Social influencer, Pamilerin Adegoke shared a video on Twitter claiming area boys are reportedly tearing ballot papers and collecting peoples phone in Ikate Elegushi in Lagos State.
He asked where the security officials in the State were, and also asked the Independent Electoral Commission (INEC) if this is free and fair.
In Lagos, Nigeria’s commercial capital, there are usually pockets of violence on election day. However, the frequency appears to have hit fever pitch in recent years.
Some analysts said the attacks began to intensify after the 2015 election, where the major opposition party in the state, the Peoples Democratic Party (PDP), won 14 seats – eight in the state parliament and six in the federal parliament.
Two years later, during the local government elections in Lagos, cases of voter intimidation and harassment were reported in several polling units, mostly in the PDP strongholds.
In 2017, Chinedu Ezugha, a PDP vice chairmanship candidate in Ajeromi-Ifelodun, said he could not vote on election day because of threats to his life.
By the 2019 governorship election, the voter turnout in the state had shrunk: there were at least half a million less voters compared to 2015.
According to The Punch newspaper, Lagos State recorded the lowest voter turnout in the country during the governorship and state legislature elections: just over one million people cast their votes out of 5.5 million eligible voters (18%).
The PDP did not win any seat in the state parliament. They, however, won two in the federal parliament.

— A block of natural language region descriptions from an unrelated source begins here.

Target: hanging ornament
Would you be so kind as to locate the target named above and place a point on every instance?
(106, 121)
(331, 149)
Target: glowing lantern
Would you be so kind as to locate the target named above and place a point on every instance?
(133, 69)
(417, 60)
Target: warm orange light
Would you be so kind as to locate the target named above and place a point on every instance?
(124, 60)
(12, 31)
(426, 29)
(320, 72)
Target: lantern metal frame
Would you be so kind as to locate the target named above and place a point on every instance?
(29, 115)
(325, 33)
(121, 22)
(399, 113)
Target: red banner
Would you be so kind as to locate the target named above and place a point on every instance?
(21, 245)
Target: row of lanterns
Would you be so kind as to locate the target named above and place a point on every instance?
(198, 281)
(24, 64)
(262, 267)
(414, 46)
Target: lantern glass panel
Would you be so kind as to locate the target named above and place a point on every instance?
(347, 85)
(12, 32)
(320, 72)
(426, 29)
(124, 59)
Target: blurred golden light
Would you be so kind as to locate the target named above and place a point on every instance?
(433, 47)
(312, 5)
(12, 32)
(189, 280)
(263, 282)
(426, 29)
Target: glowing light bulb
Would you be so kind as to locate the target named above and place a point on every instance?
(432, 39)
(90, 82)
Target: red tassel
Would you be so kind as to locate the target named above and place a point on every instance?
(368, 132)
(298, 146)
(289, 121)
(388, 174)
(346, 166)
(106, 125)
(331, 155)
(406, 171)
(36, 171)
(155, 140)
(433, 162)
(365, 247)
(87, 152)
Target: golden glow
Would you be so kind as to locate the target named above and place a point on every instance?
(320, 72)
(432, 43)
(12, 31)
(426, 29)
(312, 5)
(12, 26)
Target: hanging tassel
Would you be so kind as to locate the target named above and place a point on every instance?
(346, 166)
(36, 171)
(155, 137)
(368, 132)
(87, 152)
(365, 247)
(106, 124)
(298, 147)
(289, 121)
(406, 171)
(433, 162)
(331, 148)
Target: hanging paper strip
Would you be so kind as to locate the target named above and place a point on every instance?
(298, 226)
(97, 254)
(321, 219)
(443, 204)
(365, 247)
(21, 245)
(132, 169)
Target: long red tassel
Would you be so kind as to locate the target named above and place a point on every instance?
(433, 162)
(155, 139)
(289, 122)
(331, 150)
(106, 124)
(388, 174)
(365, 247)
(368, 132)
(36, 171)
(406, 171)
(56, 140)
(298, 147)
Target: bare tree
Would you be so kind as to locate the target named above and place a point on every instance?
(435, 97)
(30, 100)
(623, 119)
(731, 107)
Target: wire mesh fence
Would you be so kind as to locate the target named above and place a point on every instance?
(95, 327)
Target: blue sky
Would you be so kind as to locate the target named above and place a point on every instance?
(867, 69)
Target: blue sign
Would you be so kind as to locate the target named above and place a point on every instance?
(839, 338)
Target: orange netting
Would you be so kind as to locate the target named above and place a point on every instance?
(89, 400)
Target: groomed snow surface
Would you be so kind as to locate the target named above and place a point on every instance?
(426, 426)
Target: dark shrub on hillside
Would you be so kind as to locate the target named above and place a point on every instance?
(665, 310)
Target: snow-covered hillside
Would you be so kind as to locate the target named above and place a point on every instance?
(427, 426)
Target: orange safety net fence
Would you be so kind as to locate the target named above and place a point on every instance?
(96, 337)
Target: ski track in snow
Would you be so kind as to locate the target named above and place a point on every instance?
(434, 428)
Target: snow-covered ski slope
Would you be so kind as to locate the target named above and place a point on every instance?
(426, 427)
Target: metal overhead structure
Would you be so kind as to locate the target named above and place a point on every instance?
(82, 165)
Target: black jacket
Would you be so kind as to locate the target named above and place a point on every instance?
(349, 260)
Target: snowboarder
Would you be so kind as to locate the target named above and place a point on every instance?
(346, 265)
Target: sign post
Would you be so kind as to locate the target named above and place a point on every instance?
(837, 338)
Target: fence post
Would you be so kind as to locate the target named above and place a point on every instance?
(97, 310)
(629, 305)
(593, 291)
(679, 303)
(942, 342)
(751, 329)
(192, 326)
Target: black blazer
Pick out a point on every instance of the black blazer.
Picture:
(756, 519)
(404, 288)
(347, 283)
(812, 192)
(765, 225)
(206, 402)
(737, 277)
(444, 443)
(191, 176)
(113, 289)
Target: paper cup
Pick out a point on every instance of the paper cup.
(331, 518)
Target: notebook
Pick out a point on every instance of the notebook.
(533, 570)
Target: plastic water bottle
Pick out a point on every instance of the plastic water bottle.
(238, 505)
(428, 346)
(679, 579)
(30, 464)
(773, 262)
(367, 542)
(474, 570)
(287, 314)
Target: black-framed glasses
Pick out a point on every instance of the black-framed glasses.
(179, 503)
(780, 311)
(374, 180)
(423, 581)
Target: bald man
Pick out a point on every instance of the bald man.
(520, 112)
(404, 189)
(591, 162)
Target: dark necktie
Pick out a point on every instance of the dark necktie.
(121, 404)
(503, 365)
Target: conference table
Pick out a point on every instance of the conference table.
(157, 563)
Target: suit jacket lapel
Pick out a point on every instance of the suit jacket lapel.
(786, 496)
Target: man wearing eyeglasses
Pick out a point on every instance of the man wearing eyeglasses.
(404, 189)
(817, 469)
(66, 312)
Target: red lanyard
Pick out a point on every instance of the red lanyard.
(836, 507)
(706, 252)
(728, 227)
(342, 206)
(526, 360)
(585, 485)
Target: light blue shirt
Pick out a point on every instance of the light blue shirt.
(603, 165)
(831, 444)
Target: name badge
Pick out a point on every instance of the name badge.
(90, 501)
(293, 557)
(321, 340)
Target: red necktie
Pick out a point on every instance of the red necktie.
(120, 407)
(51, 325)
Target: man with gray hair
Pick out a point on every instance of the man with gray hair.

Hakeem Amode, the PDP spokesperson in Lagos, attributed their dismal performance in 2019 to the threats of violence.
“The governing party in Lagos is known to be using intimidation, thugs, the touts in Lagos to intimidate voters,” Amode tells The Africa Report.
“And that is why we usually have low turnout because people are scared of their lives. There will be a change of system in Lagos if there is [a] free and fair election.”
Since the return of democracy in 1999, Bola Tinubu has had a stranglehold on the State.
He avoided public office after the expiration of his governorship term in 2007, but remained instrumental in determining who governs Lagos or sits in the state and federal parliaments.
However, for the first time in 20 years, Tinubu will be on the ballot again. Amode says the implication is that the voter intimidation and vote-buying that was witnessed on election days “is going to escalate to the form that we have never seen”.
In October, suspected thugs from the ruling party attacked PDP members who had gone to campaign in the Badagry area of the state. Amode said one of those injured, a journalist, “nearly lost his life”.
History is repeating itself in 2023 general elections as videos of thugs reportedly working for the All Progressives Congress presidential candidate, Bola Tinubu, assaulting voters have emerged on social media platforms.
In a video trending online, thugs assaulted a woman at 30 Ishadare Street, off Fafolu Onipanu, Lagos, for voting Labour Party presidential candidate, Peter Obi.
Voters are reportedly being followed to their polling unit to ensure they vote APC presidential candidate.
In another video, an APC agent was caught on camera threatening voters who won’t vote the party to go home at Fehintola Giwa Street, Aguda, Surulere area of the State.